Palms are extremely durable during storms because of their spongy wood; they will bend during a hurricane and not break. That’s a picture of the followers of Christ. They endure. They are still standing after the storm. Besides endurance, palms also represent refreshment and rest. People love to be near palm trees, don’t they? They travel miles to sit under them, soaking up the warm sun beside the blue ocean. Christians are like palm trees, the Bible says. Refreshing. Drawing others to them. Inviting and gracious. Paul commended a man by the name of Onesiphorus for being a brother who refreshed him, for taking initiative to find ways to serve others.
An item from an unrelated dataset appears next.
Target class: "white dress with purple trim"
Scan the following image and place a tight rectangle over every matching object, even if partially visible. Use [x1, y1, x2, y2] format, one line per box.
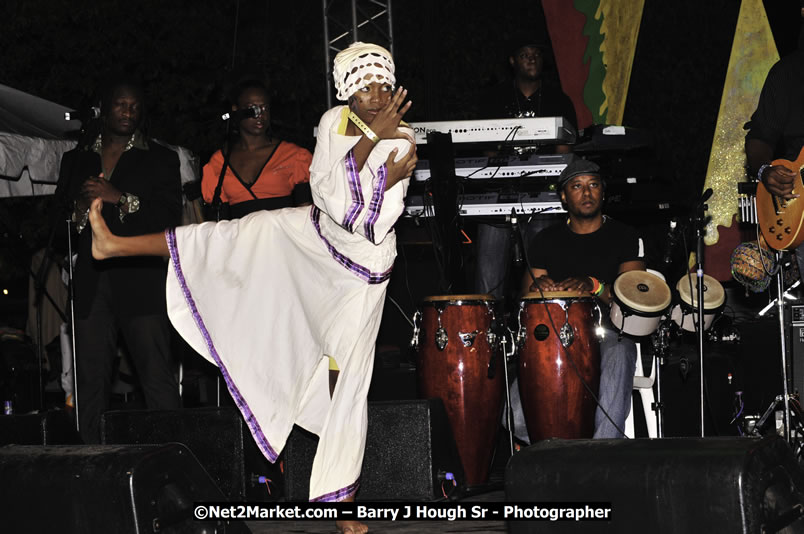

Cedars grow in four ways, just like Christians. They grow downward, sending roots deep into the soil for nourishment and stability. They grow upward. Cedars in Lebanon can grow to more than 130 feet at elevations of over 6,000 feet, literally piercing the clouds, reaching for heaven. They grow outward, spreading their huge branches more than 30 feet from the trunk, providing shade and shelter. They grow onward, some cedars living hundreds of years.
Here’s what we can take from Psalm 92, then. Settle in a good church and grow there. Send roots deep into Christ and into his Word. Reach for things above, not the temporal stuff of life. Reach others with your life and message. Enjoy the assurance that your life will bear good fruit that remains long after you are gone.
And if you see one of my trees on the road, send it home.